By Switching to Inferless, Cleanlab was able to save almost 90% in their GPU cloud bills and was able to go live in a day’s time. You can also watch the detailed case study interview here:
Let’s deep dive.
The Challenge:
Before Inferless, Cleanlab faced several challenges with traditional cloud GPU providers:
1. High Latency During Peak Loads: CleanLab experienced high cold starts during peak loads and were stuck in queues, leading to poor user experience.
2. Inefficient Cost Management: Maintaining a large GPU cluster for peak loads was expensive, especially for a new product.

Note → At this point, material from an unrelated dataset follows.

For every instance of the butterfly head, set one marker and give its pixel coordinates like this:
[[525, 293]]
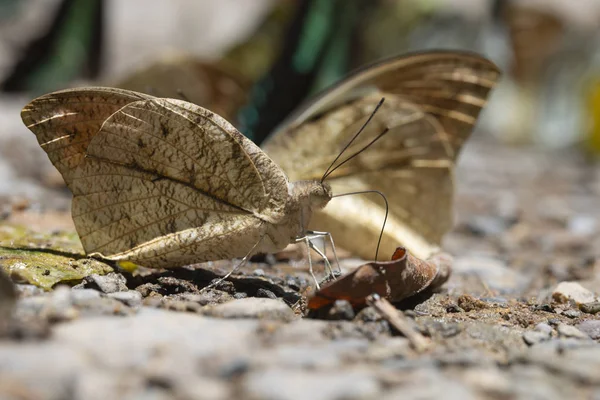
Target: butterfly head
[[313, 194]]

3. Complex Environment Management: Managing separate production, non-production, and development environments was financially and technically challenging.
The Solution:
Cleanlab adopted Inferless and saw immediate benefits:
1. Dynamic Scaling: Inferless allowed Cleanlab to scale models dynamically, reducing fixed costs significantly. They could scale down to almost zero when not in use, thanks to Inferless’s efficient cold boot times.
2. Reduced Cold start Times: Quick spin-up of replicas ensured Cleanlab could handle high loads without latency issues.
3. Quick Setup: Cleanlab integrated Inferless into their staging environment in about four hours and moved it to production after a day of testing.
Environment Separation: Inferless enabled Cleanlab to maintain separate environments for production, non-production, and development at no additional cost, simplifying operational management.
The Impact:
Switching to Inferless had a profound impact on Cleanlab’s operations:
1. Cost Savings: Cleanlab’s GPU spend decreased by approximately 90%, allowing them to allocate resources more effectively and invest in other development areas.
2. Reduced Engineering Effort: The ease of setup and the ability to manage multiple environments without additional costs reduced the engineering effort immensely.CleanLab integrated Inferless into their staging environment in about four hours and moved it to production after a day of testing.